How to use the site without being misled by a bargain

Start with the comparison page for the type of product you actually want. Sort by price per 1g of protein to find the strongest raw value, then check protein, calories, carbohydrates and fat per 100g alongside pack size. Opening the product page shows available retailers in one place, saving you from repeating the same search across a dozen sites.

Treat unusually low figures as something to verify, not something to trust blindly. Make sure the retailer page opens on the same size and flavour, check delivery charges, and confirm any code actually works before paying. Marketplace listings deserve an extra check of the seller and fulfilment details.

Finally, choose something you'll actually keep using. Price per 1g of protein is excellent at exposing a misleadingly cheap bag or an inflated sale, but it isn't the only consideration. The cheapest protein is not good value if its flavour, ingredients or texture mean you stop using it halfway through the tub.

06

What the project should become next

The useful direction from here is better context, not simply more listings: clearer variant matching, longer price histories, stronger nutrition checks, and guides that explain when the cheapest product is actually the wrong choice for a particular need.

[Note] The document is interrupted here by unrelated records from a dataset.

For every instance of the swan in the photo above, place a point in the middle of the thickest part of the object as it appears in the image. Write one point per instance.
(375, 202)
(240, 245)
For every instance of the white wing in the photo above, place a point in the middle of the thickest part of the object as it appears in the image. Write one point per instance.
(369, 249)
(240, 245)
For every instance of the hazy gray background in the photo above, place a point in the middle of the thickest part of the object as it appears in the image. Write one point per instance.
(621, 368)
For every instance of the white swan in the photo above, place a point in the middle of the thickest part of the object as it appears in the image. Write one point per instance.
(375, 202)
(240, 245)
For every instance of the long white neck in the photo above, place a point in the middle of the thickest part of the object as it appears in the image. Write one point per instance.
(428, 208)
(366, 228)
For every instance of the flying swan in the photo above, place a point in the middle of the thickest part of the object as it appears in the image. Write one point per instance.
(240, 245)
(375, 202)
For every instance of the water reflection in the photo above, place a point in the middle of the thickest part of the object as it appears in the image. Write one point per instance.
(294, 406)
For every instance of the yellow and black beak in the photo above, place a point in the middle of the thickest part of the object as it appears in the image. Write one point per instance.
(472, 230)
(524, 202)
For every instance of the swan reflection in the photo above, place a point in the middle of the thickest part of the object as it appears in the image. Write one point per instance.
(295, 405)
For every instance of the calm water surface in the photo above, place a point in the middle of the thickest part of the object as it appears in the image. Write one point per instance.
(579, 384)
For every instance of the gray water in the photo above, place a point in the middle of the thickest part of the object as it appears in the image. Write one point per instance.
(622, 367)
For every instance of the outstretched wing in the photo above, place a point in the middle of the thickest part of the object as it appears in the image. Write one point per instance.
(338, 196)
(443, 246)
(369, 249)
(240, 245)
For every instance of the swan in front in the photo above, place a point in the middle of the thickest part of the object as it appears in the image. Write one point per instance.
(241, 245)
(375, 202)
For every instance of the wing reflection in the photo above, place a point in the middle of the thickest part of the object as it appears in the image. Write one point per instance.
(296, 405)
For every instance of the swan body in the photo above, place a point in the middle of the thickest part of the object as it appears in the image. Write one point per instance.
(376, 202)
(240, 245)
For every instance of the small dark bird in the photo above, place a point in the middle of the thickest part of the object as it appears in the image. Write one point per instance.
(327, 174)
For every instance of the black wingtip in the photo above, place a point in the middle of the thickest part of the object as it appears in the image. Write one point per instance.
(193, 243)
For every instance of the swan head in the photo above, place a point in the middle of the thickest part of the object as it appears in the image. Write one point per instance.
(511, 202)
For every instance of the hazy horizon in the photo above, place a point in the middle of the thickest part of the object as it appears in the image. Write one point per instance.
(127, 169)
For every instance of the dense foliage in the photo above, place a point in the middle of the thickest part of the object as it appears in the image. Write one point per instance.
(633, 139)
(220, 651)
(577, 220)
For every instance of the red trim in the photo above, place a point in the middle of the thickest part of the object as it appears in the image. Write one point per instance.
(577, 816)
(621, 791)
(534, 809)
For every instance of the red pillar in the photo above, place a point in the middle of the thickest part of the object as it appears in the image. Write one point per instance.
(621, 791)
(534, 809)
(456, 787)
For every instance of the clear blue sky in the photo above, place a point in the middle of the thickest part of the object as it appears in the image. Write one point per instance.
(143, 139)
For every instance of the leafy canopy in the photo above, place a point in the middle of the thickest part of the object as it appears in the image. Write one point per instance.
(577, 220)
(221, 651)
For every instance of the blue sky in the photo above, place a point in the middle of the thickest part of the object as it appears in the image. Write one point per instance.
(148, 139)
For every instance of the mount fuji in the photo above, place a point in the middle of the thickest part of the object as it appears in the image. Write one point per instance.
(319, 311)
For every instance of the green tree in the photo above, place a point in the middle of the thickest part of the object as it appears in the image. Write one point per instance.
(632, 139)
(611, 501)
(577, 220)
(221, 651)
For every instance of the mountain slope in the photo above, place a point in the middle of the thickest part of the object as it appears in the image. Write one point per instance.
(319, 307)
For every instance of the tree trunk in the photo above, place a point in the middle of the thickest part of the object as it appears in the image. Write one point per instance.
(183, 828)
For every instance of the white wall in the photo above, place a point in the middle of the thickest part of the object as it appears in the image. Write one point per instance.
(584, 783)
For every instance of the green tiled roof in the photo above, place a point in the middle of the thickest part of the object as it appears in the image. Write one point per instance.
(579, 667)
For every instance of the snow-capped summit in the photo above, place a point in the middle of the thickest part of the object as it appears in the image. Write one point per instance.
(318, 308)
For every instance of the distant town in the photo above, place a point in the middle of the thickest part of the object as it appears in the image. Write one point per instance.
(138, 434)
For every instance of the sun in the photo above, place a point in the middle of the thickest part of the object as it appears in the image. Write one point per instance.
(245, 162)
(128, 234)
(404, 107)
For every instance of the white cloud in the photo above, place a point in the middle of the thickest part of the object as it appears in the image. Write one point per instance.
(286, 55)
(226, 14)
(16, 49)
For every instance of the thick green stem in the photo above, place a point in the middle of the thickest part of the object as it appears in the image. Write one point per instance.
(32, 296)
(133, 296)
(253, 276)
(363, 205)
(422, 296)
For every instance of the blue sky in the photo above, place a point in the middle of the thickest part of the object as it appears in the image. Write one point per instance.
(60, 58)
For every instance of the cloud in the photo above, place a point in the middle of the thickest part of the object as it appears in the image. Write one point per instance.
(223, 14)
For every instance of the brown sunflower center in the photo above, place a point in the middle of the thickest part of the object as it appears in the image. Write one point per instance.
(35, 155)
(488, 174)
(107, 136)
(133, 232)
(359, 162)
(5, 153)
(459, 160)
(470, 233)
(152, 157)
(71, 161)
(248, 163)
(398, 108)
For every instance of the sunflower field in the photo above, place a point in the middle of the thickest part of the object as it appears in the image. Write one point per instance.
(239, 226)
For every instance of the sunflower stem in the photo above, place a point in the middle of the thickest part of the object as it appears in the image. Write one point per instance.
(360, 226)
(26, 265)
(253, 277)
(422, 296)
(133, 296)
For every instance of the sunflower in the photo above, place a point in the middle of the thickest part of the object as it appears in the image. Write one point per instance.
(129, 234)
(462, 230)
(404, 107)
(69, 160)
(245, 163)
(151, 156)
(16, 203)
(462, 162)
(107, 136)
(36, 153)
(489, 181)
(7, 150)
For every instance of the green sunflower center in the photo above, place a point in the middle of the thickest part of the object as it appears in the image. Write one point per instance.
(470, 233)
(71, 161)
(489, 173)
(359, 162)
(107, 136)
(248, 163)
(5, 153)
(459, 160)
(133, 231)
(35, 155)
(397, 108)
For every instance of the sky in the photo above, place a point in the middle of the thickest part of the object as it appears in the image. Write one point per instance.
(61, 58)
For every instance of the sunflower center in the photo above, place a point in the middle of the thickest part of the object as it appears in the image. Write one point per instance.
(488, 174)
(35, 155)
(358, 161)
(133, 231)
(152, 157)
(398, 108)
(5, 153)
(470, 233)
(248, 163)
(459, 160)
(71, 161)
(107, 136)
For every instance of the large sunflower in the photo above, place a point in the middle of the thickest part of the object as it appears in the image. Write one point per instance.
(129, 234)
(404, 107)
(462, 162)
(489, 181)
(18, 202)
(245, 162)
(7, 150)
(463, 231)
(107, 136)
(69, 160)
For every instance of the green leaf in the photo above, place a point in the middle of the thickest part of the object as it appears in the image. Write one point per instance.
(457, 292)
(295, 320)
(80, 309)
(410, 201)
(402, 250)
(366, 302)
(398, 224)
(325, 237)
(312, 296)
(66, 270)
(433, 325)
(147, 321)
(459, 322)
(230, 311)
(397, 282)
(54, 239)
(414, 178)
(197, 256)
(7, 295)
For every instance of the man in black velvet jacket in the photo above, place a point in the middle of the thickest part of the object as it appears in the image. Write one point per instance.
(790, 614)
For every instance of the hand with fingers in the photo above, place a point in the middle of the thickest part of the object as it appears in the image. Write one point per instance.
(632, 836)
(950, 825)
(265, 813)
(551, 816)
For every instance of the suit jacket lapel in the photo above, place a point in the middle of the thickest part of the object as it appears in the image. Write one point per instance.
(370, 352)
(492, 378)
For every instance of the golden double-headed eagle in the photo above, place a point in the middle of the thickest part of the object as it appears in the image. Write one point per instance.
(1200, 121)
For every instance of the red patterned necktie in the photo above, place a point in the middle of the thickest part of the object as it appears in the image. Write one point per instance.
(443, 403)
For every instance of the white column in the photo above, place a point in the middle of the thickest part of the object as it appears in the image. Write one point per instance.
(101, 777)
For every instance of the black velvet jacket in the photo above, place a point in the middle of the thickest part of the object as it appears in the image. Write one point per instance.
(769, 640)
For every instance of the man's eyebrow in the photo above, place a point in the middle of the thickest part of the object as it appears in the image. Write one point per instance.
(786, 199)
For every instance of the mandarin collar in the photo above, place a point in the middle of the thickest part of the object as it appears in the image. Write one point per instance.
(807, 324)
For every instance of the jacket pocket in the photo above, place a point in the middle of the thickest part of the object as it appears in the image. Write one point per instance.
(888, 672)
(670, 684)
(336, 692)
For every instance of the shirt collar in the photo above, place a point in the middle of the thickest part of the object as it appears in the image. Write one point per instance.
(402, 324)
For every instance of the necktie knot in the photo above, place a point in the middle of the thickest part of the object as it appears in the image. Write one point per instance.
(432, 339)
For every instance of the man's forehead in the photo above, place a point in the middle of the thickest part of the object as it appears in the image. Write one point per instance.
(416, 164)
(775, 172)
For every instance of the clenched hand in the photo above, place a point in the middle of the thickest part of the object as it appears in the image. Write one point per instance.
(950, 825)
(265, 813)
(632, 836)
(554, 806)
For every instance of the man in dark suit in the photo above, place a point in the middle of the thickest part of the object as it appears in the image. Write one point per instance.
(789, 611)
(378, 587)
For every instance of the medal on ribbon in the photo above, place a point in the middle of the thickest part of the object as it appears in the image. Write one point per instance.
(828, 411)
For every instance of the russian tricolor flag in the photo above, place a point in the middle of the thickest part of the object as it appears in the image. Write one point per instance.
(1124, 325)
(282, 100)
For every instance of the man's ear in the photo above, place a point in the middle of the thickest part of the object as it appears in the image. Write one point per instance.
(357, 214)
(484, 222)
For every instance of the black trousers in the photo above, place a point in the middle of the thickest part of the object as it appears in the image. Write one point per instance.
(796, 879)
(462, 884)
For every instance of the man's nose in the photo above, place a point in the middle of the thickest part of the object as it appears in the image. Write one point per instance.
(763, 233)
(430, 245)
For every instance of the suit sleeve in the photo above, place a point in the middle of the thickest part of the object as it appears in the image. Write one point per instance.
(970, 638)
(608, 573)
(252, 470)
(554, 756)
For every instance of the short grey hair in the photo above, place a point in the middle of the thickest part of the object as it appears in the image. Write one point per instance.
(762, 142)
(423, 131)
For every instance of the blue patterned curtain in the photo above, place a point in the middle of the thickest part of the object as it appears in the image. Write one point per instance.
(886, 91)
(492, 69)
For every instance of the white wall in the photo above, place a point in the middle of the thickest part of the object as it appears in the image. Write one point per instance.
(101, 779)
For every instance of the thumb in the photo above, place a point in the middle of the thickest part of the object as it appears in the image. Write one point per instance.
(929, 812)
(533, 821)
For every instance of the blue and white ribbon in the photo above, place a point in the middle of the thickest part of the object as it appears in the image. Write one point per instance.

Corrections are part of that ongoing work. If you spot the wrong size, an outdated nutrition panel, a dead offer, or a missing retailer, send the product URL through the contact page. A specific example is far more useful than a general complaint, and it can improve the comparison for everyone else too.

The aim stays simple: save people from spending an evening checking the same product across a pile of browser tabs, make the true price of 1g of protein easy to see, and leave the final choice with the person actually buying it.